設定画面は飛ばす前に使うので、わかりやすければそれでいいのですが、問題は飛行機を飛ばしているときのユーザー・インターフェースです。
音(アラーム)を使い、耳からの情報伝達でデータの内容を伝える方法はリンク切れや高度変化などで使われています。しかし、それ以外のデータは小さな液晶画面をのぞき込むしかないようです。飛ばしている飛行機の種類や状態によっては、ユーザーがデータを確認するのが難しいですね。
例えば、7分間飛行機を飛ばしたとして、その間に観測されたテレメトリーのデータはどこかに保存されるのでしょうか。XG8には16GBまでのSDカードを使用できますが、残念ながら各モデルの設定データやシステムのバージョンアップだけで、テレメトリーデータの保存やPCでの確認には未対応のようです。
他社製品にはデータの保存やPCによる専用ソフトウェアの利用ができるものがあります。
■テレメトリー・システムの使用目的
テレメトリー・システムをうまく利用するには、ユーザー側が具体的な目的を持つことが必要です。

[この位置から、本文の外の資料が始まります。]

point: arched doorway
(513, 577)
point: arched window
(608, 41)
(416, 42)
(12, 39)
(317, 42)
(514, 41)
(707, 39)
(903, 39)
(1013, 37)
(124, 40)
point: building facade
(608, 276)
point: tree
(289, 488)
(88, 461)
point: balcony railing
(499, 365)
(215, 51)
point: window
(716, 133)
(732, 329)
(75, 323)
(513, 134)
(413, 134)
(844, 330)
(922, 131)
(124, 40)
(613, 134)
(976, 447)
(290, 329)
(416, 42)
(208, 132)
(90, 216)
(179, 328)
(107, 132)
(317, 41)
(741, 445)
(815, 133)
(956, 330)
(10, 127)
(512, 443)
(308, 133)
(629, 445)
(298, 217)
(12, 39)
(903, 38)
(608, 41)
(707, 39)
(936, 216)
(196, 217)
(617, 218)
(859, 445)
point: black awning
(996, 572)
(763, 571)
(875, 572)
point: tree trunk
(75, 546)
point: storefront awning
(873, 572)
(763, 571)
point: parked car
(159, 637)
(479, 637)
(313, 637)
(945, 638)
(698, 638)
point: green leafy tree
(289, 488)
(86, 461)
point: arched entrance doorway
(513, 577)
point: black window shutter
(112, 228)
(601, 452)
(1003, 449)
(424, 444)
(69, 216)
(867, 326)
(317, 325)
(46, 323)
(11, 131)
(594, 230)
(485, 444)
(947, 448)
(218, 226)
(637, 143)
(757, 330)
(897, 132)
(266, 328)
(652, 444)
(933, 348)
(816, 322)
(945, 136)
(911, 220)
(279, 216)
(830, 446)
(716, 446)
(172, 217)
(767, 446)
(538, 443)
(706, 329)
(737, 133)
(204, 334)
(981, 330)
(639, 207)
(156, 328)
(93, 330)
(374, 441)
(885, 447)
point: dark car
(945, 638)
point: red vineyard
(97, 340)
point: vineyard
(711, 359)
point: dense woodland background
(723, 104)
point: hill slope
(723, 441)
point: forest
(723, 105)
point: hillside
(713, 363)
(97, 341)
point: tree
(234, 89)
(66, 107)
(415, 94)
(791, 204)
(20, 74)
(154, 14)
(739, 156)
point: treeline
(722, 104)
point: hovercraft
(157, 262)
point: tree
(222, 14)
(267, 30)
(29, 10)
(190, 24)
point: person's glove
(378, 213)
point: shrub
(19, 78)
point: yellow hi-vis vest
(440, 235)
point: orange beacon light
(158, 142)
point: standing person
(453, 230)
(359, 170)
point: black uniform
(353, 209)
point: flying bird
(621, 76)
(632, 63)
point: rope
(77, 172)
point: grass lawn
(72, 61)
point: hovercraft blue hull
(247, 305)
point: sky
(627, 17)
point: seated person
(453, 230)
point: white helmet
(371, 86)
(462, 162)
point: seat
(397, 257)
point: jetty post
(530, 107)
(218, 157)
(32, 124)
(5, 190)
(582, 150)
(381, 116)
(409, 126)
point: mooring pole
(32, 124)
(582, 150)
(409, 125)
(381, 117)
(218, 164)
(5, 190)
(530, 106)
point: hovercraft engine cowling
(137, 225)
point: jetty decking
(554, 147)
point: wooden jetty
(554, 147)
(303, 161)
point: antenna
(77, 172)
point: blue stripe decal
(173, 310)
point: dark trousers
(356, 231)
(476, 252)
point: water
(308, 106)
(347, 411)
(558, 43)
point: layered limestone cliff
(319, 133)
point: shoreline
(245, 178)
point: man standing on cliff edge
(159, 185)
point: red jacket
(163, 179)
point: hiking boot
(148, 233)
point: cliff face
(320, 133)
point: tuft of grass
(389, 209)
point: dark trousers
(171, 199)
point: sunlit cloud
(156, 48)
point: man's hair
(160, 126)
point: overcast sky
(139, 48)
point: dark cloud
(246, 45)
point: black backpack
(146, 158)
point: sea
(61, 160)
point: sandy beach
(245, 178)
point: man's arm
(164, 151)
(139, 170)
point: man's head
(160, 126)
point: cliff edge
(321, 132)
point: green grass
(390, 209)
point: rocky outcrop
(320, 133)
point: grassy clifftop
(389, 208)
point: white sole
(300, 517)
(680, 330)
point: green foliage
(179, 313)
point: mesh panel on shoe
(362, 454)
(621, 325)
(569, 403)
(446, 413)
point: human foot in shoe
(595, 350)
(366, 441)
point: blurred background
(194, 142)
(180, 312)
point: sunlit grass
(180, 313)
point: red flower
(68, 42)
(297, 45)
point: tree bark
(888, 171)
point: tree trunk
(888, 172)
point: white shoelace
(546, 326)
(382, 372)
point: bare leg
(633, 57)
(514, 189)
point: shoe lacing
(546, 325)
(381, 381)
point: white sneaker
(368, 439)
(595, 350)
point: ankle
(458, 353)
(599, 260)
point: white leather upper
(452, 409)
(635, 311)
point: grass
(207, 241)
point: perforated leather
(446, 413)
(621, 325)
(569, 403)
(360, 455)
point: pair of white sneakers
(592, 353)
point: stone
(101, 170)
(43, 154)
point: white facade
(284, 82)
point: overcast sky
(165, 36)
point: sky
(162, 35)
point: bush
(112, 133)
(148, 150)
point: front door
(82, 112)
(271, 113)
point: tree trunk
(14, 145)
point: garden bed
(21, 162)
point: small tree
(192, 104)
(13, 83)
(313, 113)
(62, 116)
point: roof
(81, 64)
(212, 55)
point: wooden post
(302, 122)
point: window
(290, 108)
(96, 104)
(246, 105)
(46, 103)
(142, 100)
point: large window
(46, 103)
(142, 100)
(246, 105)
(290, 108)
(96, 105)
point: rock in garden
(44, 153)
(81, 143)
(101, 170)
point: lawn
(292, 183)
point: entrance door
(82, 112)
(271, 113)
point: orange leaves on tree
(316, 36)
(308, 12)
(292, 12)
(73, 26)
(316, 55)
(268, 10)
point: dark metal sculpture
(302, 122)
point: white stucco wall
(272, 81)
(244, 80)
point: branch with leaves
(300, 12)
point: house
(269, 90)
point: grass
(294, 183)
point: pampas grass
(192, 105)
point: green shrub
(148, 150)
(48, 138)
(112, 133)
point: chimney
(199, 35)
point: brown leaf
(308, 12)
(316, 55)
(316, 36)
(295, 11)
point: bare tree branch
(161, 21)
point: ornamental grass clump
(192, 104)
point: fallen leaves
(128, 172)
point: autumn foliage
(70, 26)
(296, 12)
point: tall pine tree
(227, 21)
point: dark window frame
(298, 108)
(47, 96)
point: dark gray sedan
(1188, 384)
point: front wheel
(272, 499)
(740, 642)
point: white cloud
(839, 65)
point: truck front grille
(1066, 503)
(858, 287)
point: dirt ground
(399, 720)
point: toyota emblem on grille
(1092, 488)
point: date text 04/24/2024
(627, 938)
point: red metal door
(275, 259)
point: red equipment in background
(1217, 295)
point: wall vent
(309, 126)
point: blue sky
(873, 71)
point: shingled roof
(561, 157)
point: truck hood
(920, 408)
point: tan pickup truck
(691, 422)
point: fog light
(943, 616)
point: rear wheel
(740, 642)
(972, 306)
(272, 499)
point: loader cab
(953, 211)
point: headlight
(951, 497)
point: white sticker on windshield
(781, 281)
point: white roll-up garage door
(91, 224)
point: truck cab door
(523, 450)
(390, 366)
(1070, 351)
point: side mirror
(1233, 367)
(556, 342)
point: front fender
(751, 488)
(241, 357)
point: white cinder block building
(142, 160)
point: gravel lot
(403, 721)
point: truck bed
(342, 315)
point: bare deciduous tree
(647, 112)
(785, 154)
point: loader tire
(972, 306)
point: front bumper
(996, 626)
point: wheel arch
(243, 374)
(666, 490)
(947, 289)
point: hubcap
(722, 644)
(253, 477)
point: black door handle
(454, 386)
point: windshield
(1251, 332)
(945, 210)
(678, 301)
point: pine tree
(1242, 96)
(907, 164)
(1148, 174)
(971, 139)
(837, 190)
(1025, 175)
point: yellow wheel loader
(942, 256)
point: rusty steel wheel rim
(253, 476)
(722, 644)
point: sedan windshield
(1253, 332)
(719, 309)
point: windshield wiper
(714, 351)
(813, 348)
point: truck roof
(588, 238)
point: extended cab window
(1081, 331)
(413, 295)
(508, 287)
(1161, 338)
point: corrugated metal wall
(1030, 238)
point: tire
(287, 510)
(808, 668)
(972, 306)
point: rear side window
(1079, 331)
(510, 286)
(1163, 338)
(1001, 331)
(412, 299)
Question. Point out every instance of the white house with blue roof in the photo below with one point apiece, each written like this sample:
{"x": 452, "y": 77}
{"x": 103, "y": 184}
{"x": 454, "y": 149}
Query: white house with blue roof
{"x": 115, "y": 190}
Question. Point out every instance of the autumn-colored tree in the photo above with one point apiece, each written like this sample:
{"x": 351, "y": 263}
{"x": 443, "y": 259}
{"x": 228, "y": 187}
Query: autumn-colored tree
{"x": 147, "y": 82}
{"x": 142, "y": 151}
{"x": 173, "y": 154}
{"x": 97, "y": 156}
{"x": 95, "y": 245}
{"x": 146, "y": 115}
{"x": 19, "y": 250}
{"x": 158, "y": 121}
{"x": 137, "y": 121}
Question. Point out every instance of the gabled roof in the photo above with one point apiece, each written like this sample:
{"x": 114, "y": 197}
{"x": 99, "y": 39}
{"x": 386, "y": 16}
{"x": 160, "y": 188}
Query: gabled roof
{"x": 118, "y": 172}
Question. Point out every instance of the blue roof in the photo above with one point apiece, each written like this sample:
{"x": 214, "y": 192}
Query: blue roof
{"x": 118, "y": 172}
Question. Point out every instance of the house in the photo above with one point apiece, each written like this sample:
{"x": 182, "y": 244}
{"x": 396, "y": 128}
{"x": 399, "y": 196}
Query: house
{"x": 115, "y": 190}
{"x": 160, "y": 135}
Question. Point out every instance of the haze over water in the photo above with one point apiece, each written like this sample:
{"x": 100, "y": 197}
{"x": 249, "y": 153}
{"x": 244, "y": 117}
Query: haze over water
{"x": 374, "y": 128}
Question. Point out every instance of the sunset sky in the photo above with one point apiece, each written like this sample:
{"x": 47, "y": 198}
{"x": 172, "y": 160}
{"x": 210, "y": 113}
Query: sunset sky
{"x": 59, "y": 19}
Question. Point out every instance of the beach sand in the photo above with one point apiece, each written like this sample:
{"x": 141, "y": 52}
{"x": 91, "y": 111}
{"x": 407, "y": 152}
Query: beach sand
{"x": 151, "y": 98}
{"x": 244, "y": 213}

それが日常的な安全面を確認する程度で満足なのか、具体的なプロジェクトの内容に役立つものなのか、機器の導入前にそこをはっきりさせておく必要があります。
・日常的な安全確保
XG8の場合を見ると、バッテリーの電圧チェックやリンク切れ、高度確認など、安全面で利用できるスペックから始めているように感じます。メーカーによってはサウンドが似通ったアラーム音ではなく、ボイスシンセサイザーをつかった音声によるデータ読み上げをしてくれる製品もあるので、実際にフィールドで使ってみる時をシミュレートして機種を決めるといいですね。
・具体的なプロジェクト目的のために
フライングロボットの開発など、具体的な調査や目的のあるプロジェクトを準備している場合は、その内容をあった機能のテレメトリー・システムを発売しているメーカー製品を探す必要があります。身近なところではGPS機能ですが、すでに単独の製品で機能性の高いGPSが発売されており、テレメトリー・システムとの棲み分けが難しいところです。
こんにちわ!
下の記事ですが
iphone型の送信機いいですね
パークフライヤーの私は興味津々です。
投稿情報: ayasolo | 2011/07/20 12:16
iPhlyの記事のことですね!!
はい、私もiPhoneユーザーなので同じ気持ちです。
承認をとったモジュールもでてきたことですし、この送信機、使えますね。